Raja alza il viso verso l'abate con un tono di voce che non vuole sembrare intimidito, perche' per Raja e' lodevole quanto lei ha fatto.
" Cio' che hai fatto e' sicuramente ammirevole. E se non fosse stato per il fatto che hai dei precedenti discutibili sul tuo comportamento delle ultime ore e giorni, questa tua disobbedienza del regolamento, sarebbe stata vista come una lodevole azione. Ma non lo e'. "
Afferma poi secco e quasi burbero, facendo sorprendere ancora di piu' Raja.
"Non capisco. Che cosa cambia con la visione del risultato? Ho salvato la vita ad un uomo! Merito di essere punita o ripresa!?"
Raja istintivamente e al limite della sopportazione,inizia ad alzare la voce..
"Raja! Contegno!"
Interviene la badessa alle sue spalle.
"Stai oltrepassando i limiti. Non e' lecito rispondere cosi'! Se hai delle domande o dei dubbi, ponili con altro atteggiamento e tono!"
Ora anche la badessa la rimprovera severamente. Raja comprende che non avrebbe portato da nessuna buona parte, replicare con quei due "superiori".
"Ho capito. Quindi che cosa devo aspettarmi ora? Una punizione?"
" Ti deve essere chiarito il concetto del rispetto dei voti, in particolar modo dei voti di obbedienza"
Le risponde Leandro.
"E abbiamo visto che fin'ora il modo in cui abbiamo cercato di farteli rispettare, non e' servito molto con te. O meglio,non e' servito minimamente con te. Quindi e' necessario prendere provvedimenti"
"Provvedimenti? Che....che tipo di provvedimenti?"
Chiede Raja con voce titubante e debole, guardando Leandro con preoccupazione.
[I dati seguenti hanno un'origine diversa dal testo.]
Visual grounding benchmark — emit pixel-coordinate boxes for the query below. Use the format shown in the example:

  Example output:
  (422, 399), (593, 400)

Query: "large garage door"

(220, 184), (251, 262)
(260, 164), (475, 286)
" Tanto per cominciare farai dei giorni di isolamento da tutte le altre sorelle. "
"Cosa??"
"Hai capito perfettamente. Nessun incontro sociale con nessuna. Potrai vedere solo me e la badessa. Durante le ore di isolamento hai diritto al cibo, al bere e alle riflessioni nella preghiera. Nel frattempo passerai anche del tempo con me, e ti rispieghero' dei concetti che devono essere appresi a debita maniera."
"Io li ho compresi. Mi spiace se ho disobbedito. Evitero' di uscire fuori orario"
"Hai ripetuto diverse volte questo proposito, ma e' andato sempre peggio. Mi occupero' io che tu possa finalmente apprendere tutto, a debita maniera. Ora segui la badessa nella tua nuova camera"
"Nuova....ca..camera?"
Balbetta lei, guardando Leandro con sguardo ancora piu' preoccupato.
"Esatto. Segui la badessa..."
"Ma io...."
"Segui la badessa Miranda!"
Leandro le lancia uno sguardo colleroso che non ammette repliche.
"Non peggiorare la tua situazione e condotta. Alzati e segui la badessa"
Raja con le gambe che le tremano, obbedisce guardando la badessa che la prende per un braccio riaprendo la porta.
" Avanti, seguimi. Vai solo a prendere le tue cose dalla tua camera, quelle piu' strettamente necessarie, e poi ti portero' nella tua nuova stanza."
Raja esce in corridoio incamminandosi verso la sua camera per prendere le cose piu' importanti e fare come le e' stato ordinato, poi segue la badessa verso una nuova area del monastero.